И как только он подумал о ней — все-таки о ней, о Дусе, — тотчас же не смог больше думать о Зине, и никуда не побежал, никакой границы не преступил, а пошел на кухню, убрал оттуда стол с табуретом, поставил козлы и взялся за работу — это была единая его утеха.
16
В комиссии, обследовавшей участок, оказалась бухгалтерша заводоуправления — проверяла финансовую документацию, — и, как на грех, при ней разыгрался скандальчик в смене Подлепича: одно к одному! Заинтересовалась: что за штука гровер, и с чем его кушают. А зачем это ей? Дело-то не в гровере. Да и скандальчик того не стоил, чтобы останавливать на нем внимание, и поскандалили не так уж. В основном Булгак разбушевался, а на соседних стендах — больше посмеивались. Застань эту перебранку кто-либо другой из комиссии, производственник, — прошел бы мимо: в цехах чего не бывает! А бухгалтерша возомнила себя блюстительницей порядка. Ну как же! — скандальчик или даже, выражаясь резче, скандал, неэтичное поведение, нетоварищеское отношение, — необходимо зафиксировать!
— Да ну вас! — отмахнулся от бухгалтерши Подлепич в его, Должикова, присутствии, пошел себе прочь.
И он бы, Должиков, отмахнулся, и он бы пошел, да ему нельзя. Ему нужно было заглаживать эти складочки, эти вмятины.
— Погоди, Юрий Николаевич! — крикнул он вдогонку Подлепичу. — Не сматывай удочки!

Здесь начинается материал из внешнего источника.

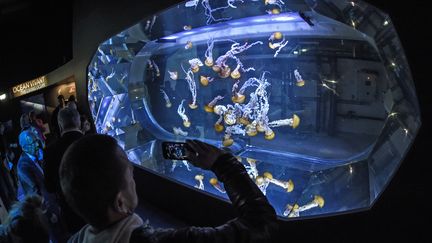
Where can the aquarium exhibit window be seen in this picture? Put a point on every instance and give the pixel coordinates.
(315, 98)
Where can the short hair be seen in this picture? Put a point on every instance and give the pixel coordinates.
(25, 121)
(72, 104)
(26, 137)
(91, 176)
(69, 118)
(27, 221)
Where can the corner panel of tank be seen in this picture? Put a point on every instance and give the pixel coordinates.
(314, 99)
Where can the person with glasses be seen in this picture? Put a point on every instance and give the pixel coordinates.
(30, 173)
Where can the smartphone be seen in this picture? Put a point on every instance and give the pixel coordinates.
(174, 150)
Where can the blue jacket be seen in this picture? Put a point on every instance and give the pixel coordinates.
(30, 177)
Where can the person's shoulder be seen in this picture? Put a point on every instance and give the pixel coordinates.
(143, 233)
(79, 236)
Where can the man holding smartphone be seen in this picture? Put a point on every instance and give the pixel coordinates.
(109, 212)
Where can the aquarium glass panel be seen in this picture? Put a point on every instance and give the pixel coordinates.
(314, 97)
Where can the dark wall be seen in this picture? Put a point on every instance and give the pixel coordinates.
(36, 38)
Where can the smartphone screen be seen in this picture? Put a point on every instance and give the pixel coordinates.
(174, 150)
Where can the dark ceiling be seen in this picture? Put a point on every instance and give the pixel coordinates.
(36, 38)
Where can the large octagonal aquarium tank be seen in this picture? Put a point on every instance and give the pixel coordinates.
(314, 97)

Объясни товарищу, — кивнул на бухгалтершу.
— А чего объяснять?
Она была пешкой в своем отделе, но здесь выполняла официальное поручение, и нельзя было с ней — так.
— Вот народ! — красноречиво вздохнул он, относя этот вздох к Подлепичу, а в душе — и к бухгалтерше, и к Булгаку, затеявшему перебранку. — Выеденного яйца не стоит, но, видите ли, амбиция! — Он взял бухгалтершу за локоток и сам объяснил: — Гровер — шайбы такие. Так сказать, по-народному. А по технической терминологии: шайбы Гровера, разрезные, пружинящие, — для предупреждения самоотвинчивания. Да вот — посмотрите сами, нагляднее будет. Юрий Николаевич! — опять окликнул он Подлепича, на этот раз построже.
Кому бегать за гровером? Начальнику участка? Подлепич притворился, будто не слышит.
Лана как-то заметила, что он, ее супруг, при всей своей прямолинейности все-таки человек тонкий. Она сказала, что прямолинейность в нем преобладает, и ей это нравится, она сама такая, но прямолинейность где-то подходит близко к грубости, неотесанности, а это было бы ужасно для женщины, и этого, конечно, в ней нет. Она сказала, что при его холостяцком образе жизни сохранить тонкость, не огрубеть — это удивительно. «Тебя облагораживали женщины? — спросила она — Согласись!»
Он ответил ей тогда приблизительно так: нужно быть исследователем, специалистом или чем-то вроде хирурга, чтобы вскрыть в себе всю эту анатомию. Нужно систематически брать пробы, производить анализы. «Я не специалист по этой части, — сказал он, — мне затруднительно судить о себе. Но ты не сочти, — прибавил он, — что уклоняюсь от истины: женщины, конечно, были, а вот насчет влияния, благотворного, как ты говоришь, это я сомневаюсь. И насчет моей тонкости, — сказал он, — ты сильно преувеличиваешь». — «Нет, нет! — загорячилась она. — Как-нибудь, я разбираюсь в этом!»
В этом и он разбирался.
По его мнению, тонкость натуры была свойством настолько неуловимым, изменчивым, с размытыми, он бы сказал, краями, что закреплять ее навечно за кем-нибудь значило бы впасть в идеализацию. Он себя не идеализировал: у него была-таки холостяцкая закваска. В сорок восемь лет ломать уклад, привычки — вторично родиться. У него это прошло без натуги — вот что удивительно, а не то, что уживались в нем якобы грубость и тонкость. Ломать можно по-разному: с грохотом, с треском либо втихомолку, — он свое холостяцкое сломал скрытно, Лане даже невдомек было, что ломает. Не потому ли стала она отыскивать в нем какую-то особенную тонкость?